It can be argued that Geyl tends to under-emphasize the ruthless egotism and selfish class and provincial feeling of the burgher oligarchs. “In this great town where apart from myself there dwells no one who is not engaged in trades, everyone is so much out for his own advantage that I should be able to live my whole life without ever meeting a mortal being.’ Thus Descartes on seventeenth-century Amsterdam, a verdict dismissed by Mr. Geyl as “ludicrous.” Exaggerated, yes, but hardly ludicrous. Again, there is more to be said for the persistent Orange drive towards a stronger central authority and a wider view of the national interest, more for the mellowing cultural impact of the Orange court at the Hague, than Mr Geyl will allow. To demonstrate his point, he has striven to minimize the difference between the social structures of mid-seventeenth century Holland and of Flanders, the aesthetic ideals of Rembrandt and Rubens. He tends to regard French influence on Dutch culture as somehow evil and destructive, and he exaggerates the economic torpor of the Spanish Netherlands.

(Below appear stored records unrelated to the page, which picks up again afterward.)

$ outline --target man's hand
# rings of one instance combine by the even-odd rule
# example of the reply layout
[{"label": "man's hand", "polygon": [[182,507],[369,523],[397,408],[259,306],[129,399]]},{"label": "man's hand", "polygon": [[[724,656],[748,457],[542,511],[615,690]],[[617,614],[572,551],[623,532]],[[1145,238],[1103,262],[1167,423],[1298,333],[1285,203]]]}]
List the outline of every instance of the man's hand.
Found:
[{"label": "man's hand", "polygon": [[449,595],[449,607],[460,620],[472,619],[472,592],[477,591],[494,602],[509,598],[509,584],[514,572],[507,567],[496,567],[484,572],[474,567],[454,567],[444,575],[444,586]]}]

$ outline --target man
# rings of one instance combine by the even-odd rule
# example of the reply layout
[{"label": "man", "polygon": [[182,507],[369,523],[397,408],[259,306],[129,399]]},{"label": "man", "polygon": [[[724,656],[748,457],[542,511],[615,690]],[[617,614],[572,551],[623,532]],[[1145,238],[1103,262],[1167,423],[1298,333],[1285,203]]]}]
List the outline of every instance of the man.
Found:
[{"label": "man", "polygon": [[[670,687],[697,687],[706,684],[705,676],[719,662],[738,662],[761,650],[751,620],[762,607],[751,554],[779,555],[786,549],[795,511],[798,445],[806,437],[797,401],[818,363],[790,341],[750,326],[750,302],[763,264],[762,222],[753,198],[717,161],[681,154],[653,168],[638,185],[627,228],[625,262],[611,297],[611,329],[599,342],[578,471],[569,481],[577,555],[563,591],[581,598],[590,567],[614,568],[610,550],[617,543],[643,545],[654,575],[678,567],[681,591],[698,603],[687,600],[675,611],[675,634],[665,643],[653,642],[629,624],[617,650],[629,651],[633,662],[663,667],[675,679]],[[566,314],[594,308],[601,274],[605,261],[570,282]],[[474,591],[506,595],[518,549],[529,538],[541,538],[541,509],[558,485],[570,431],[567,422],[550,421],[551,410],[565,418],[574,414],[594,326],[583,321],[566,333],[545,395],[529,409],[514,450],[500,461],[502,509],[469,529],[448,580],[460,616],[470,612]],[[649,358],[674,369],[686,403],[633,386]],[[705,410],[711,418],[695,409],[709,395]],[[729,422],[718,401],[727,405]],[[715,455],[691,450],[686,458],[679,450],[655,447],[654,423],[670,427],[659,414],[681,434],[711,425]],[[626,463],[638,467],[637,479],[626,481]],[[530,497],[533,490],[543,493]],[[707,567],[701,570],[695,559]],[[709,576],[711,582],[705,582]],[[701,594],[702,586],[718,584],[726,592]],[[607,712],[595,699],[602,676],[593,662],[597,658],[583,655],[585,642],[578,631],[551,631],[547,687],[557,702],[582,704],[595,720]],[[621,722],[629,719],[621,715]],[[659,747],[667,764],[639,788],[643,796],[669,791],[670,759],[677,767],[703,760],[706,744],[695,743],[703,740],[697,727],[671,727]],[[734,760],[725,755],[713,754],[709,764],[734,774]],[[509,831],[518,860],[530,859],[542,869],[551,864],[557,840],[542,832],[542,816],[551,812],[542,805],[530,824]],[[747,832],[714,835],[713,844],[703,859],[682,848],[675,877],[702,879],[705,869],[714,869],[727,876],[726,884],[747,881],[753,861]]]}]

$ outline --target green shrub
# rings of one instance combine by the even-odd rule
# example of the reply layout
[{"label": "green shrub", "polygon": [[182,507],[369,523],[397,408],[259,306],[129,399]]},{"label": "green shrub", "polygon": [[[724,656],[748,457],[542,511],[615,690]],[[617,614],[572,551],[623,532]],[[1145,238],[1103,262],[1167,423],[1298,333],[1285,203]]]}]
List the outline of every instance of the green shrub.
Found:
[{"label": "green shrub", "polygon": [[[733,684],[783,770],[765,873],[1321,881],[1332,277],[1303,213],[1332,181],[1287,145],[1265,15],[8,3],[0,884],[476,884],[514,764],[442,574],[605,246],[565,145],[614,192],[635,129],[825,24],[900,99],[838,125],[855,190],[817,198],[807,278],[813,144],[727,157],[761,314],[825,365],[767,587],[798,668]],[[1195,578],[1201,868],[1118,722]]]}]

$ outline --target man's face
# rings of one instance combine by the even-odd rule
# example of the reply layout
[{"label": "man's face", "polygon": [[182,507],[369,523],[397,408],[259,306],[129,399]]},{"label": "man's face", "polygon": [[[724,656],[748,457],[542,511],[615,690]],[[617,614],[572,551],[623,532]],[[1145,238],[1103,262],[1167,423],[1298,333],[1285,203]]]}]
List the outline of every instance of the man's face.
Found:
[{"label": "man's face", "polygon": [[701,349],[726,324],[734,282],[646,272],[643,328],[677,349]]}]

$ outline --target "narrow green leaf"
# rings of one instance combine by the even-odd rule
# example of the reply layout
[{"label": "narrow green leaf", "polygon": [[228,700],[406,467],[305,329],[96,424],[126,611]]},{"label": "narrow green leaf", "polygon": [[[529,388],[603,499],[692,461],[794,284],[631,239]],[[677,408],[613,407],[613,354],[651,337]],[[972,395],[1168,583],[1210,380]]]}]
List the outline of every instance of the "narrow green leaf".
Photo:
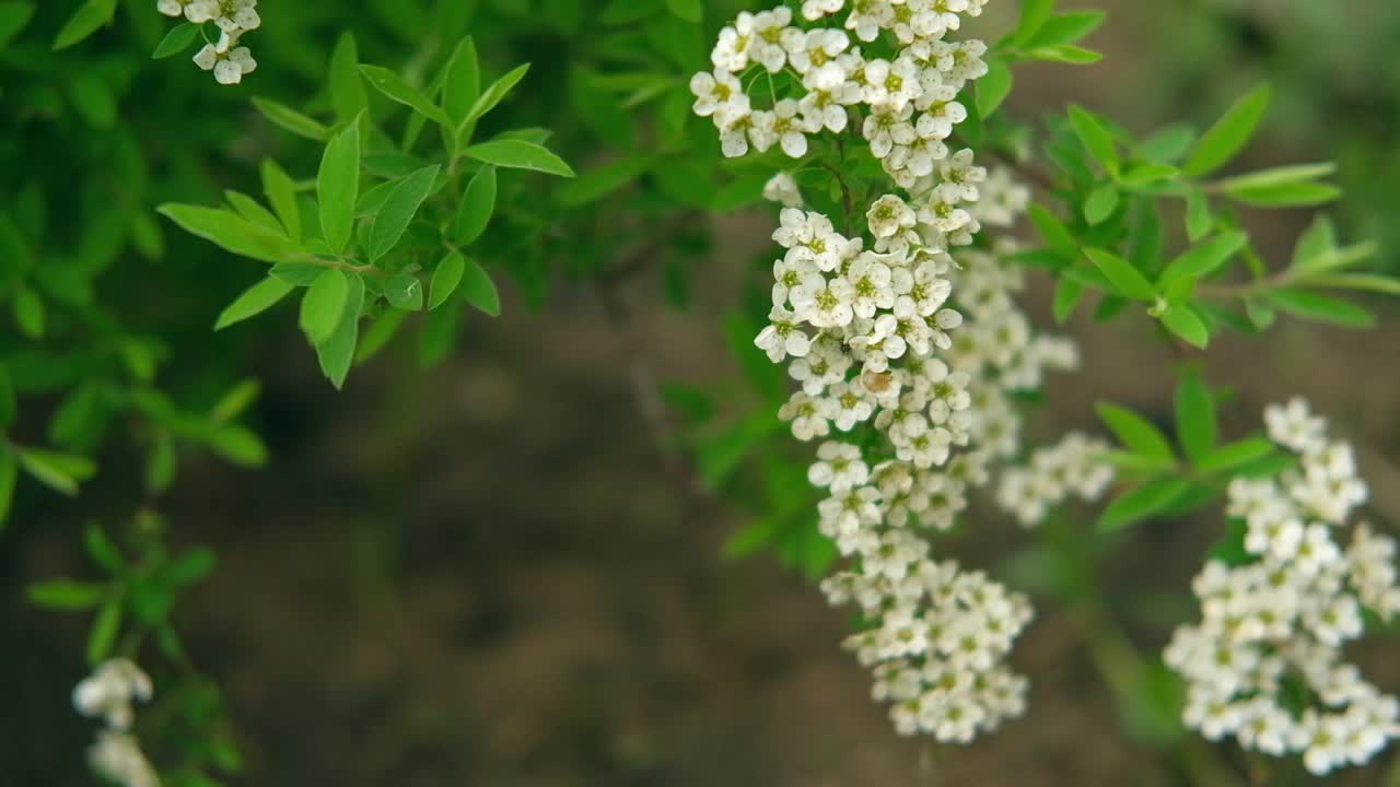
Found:
[{"label": "narrow green leaf", "polygon": [[1120,164],[1119,150],[1113,143],[1113,134],[1103,126],[1099,118],[1078,104],[1071,104],[1070,125],[1074,127],[1074,133],[1079,137],[1079,141],[1084,143],[1085,150],[1089,151],[1089,155],[1102,164],[1109,174],[1117,176]]},{"label": "narrow green leaf", "polygon": [[1249,235],[1232,230],[1191,246],[1162,270],[1162,276],[1156,280],[1158,287],[1166,287],[1182,279],[1203,279],[1214,274],[1229,258],[1243,249],[1246,242],[1249,242]]},{"label": "narrow green leaf", "polygon": [[259,315],[273,307],[277,301],[287,297],[287,293],[293,290],[291,284],[281,281],[280,279],[267,277],[262,281],[253,284],[244,294],[234,298],[234,302],[218,314],[218,319],[214,322],[214,330],[223,330],[235,322],[242,322],[251,316]]},{"label": "narrow green leaf", "polygon": [[475,242],[491,223],[496,211],[496,167],[486,165],[472,175],[466,183],[466,193],[456,210],[456,227],[452,234],[456,245],[465,246]]},{"label": "narrow green leaf", "polygon": [[505,95],[511,91],[511,88],[514,88],[517,83],[525,78],[525,71],[529,71],[529,63],[525,63],[524,66],[517,66],[504,77],[491,83],[491,85],[482,92],[482,95],[476,99],[476,102],[472,104],[472,111],[466,113],[466,120],[463,122],[470,123],[473,120],[479,120],[482,119],[483,115],[494,109],[496,105],[500,104],[503,98],[505,98]]},{"label": "narrow green leaf", "polygon": [[305,137],[312,141],[326,141],[326,137],[330,134],[330,129],[315,118],[302,115],[301,112],[277,104],[276,101],[253,98],[253,106],[274,126],[288,130],[298,137]]},{"label": "narrow green leaf", "polygon": [[482,66],[476,55],[476,42],[472,36],[466,36],[448,60],[447,78],[442,81],[442,108],[454,123],[462,123],[480,95]]},{"label": "narrow green leaf", "polygon": [[1186,174],[1198,178],[1219,169],[1235,158],[1254,136],[1254,129],[1264,119],[1271,97],[1270,87],[1261,84],[1226,109],[1225,115],[1196,143],[1183,167]]},{"label": "narrow green leaf", "polygon": [[490,273],[473,259],[466,260],[462,293],[466,295],[466,301],[477,309],[491,316],[501,315],[501,295],[496,291],[496,283],[491,281]]},{"label": "narrow green leaf", "polygon": [[39,483],[69,497],[78,493],[78,483],[97,473],[97,465],[85,457],[42,448],[21,448],[20,466]]},{"label": "narrow green leaf", "polygon": [[1196,459],[1196,469],[1203,473],[1222,473],[1240,465],[1261,459],[1274,452],[1274,444],[1263,437],[1247,437],[1228,443]]},{"label": "narrow green leaf", "polygon": [[316,174],[321,228],[335,253],[344,253],[354,228],[354,203],[360,197],[360,123],[347,125],[330,137]]},{"label": "narrow green leaf", "polygon": [[1156,300],[1156,288],[1128,260],[1103,249],[1084,249],[1084,253],[1113,283],[1119,294],[1138,301]]},{"label": "narrow green leaf", "polygon": [[330,339],[316,344],[316,360],[321,371],[325,372],[330,385],[339,391],[344,386],[346,375],[354,364],[356,343],[360,339],[360,311],[364,308],[364,280],[350,276],[350,294],[346,295],[346,305],[340,315],[340,325]]},{"label": "narrow green leaf", "polygon": [[1372,328],[1376,323],[1375,315],[1357,304],[1306,290],[1270,290],[1264,293],[1264,297],[1270,304],[1278,307],[1278,311],[1303,319],[1330,322],[1345,328]]},{"label": "narrow green leaf", "polygon": [[973,85],[977,95],[977,112],[983,118],[995,112],[1001,102],[1011,95],[1012,81],[1011,67],[1007,66],[1005,60],[1000,57],[987,60],[987,73]]},{"label": "narrow green leaf", "polygon": [[473,144],[466,155],[486,164],[515,169],[535,169],[550,175],[573,178],[574,171],[549,148],[524,140],[493,140]]},{"label": "narrow green leaf", "polygon": [[53,50],[67,49],[112,22],[116,0],[87,0],[53,36]]},{"label": "narrow green leaf", "polygon": [[462,283],[462,274],[465,272],[466,258],[461,253],[452,252],[442,258],[437,270],[433,272],[433,284],[428,294],[430,311],[442,305],[448,297],[456,291],[458,284]]},{"label": "narrow green leaf", "polygon": [[97,618],[92,620],[92,629],[88,630],[88,644],[87,644],[87,660],[88,664],[97,667],[98,664],[106,661],[106,657],[112,653],[112,646],[116,644],[116,636],[122,633],[122,597],[112,597],[106,599],[102,609],[98,611]]},{"label": "narrow green leaf", "polygon": [[398,273],[384,280],[384,297],[396,308],[417,311],[423,308],[423,283],[412,273]]},{"label": "narrow green leaf", "polygon": [[1191,489],[1183,478],[1163,478],[1147,482],[1120,494],[1099,517],[1099,531],[1112,532],[1140,522],[1170,507]]},{"label": "narrow green leaf", "polygon": [[328,267],[311,283],[307,294],[301,298],[301,329],[312,344],[321,344],[330,339],[340,316],[346,311],[346,300],[350,295],[350,279],[339,267]]},{"label": "narrow green leaf", "polygon": [[181,22],[171,28],[165,34],[165,38],[155,45],[155,52],[151,53],[151,60],[164,60],[165,57],[174,57],[181,52],[185,52],[195,43],[199,38],[199,25],[195,22]]},{"label": "narrow green leaf", "polygon": [[1210,234],[1214,225],[1210,197],[1204,192],[1186,195],[1186,238],[1194,244]]},{"label": "narrow green leaf", "polygon": [[364,74],[364,78],[370,80],[370,84],[386,98],[398,101],[434,123],[441,123],[444,126],[452,125],[452,119],[447,116],[447,112],[428,101],[427,97],[406,83],[403,77],[389,69],[382,69],[379,66],[360,66],[360,73]]},{"label": "narrow green leaf", "polygon": [[1172,399],[1176,409],[1176,440],[1191,461],[1200,461],[1215,448],[1219,426],[1215,398],[1201,381],[1201,375],[1187,372],[1176,385]]},{"label": "narrow green leaf", "polygon": [[1084,220],[1092,225],[1103,224],[1117,207],[1119,189],[1113,183],[1102,183],[1084,200]]},{"label": "narrow green leaf", "polygon": [[409,228],[409,223],[417,216],[423,200],[433,192],[438,171],[437,164],[424,167],[399,181],[399,185],[389,193],[379,213],[374,217],[374,223],[370,224],[367,251],[371,263],[389,253],[403,238],[403,231]]},{"label": "narrow green leaf", "polygon": [[277,221],[291,242],[301,241],[301,209],[297,207],[297,185],[272,158],[262,162],[263,195],[277,214]]},{"label": "narrow green leaf", "polygon": [[360,78],[360,50],[350,31],[340,34],[336,48],[330,52],[329,81],[330,105],[336,111],[336,120],[349,123],[368,109],[370,95],[365,94],[364,81]]},{"label": "narrow green leaf", "polygon": [[29,597],[29,604],[46,609],[91,609],[102,604],[106,585],[69,578],[45,580],[25,588],[25,595]]},{"label": "narrow green leaf", "polygon": [[1193,347],[1205,349],[1211,342],[1210,328],[1189,305],[1173,305],[1161,316],[1162,325]]},{"label": "narrow green leaf", "polygon": [[1133,410],[1109,402],[1099,402],[1093,409],[1099,413],[1099,419],[1103,420],[1105,426],[1117,436],[1119,443],[1134,454],[1176,464],[1176,452],[1172,451],[1172,444],[1168,443],[1166,436],[1152,422]]},{"label": "narrow green leaf", "polygon": [[1044,49],[1077,43],[1089,35],[1107,14],[1103,11],[1067,11],[1047,20],[1029,39],[1019,42],[1026,49]]}]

When all is said and done, however, Mr. Geyl has produced one of the most successful and enduring synoptic surveys of a European national civilization in its prime that has ever been written. His revolutionary thesis about the creation and development of his country has stood up well to the passage of time and is now one of the accepted dogmas of history. His essays on historiography are always clear, provocative, and exciting. He inspires his readers to believe—rightly or wrongly—that history is the key intellectual pursuit for mid-twentieth century western man. To few historians is it given to achieve so much.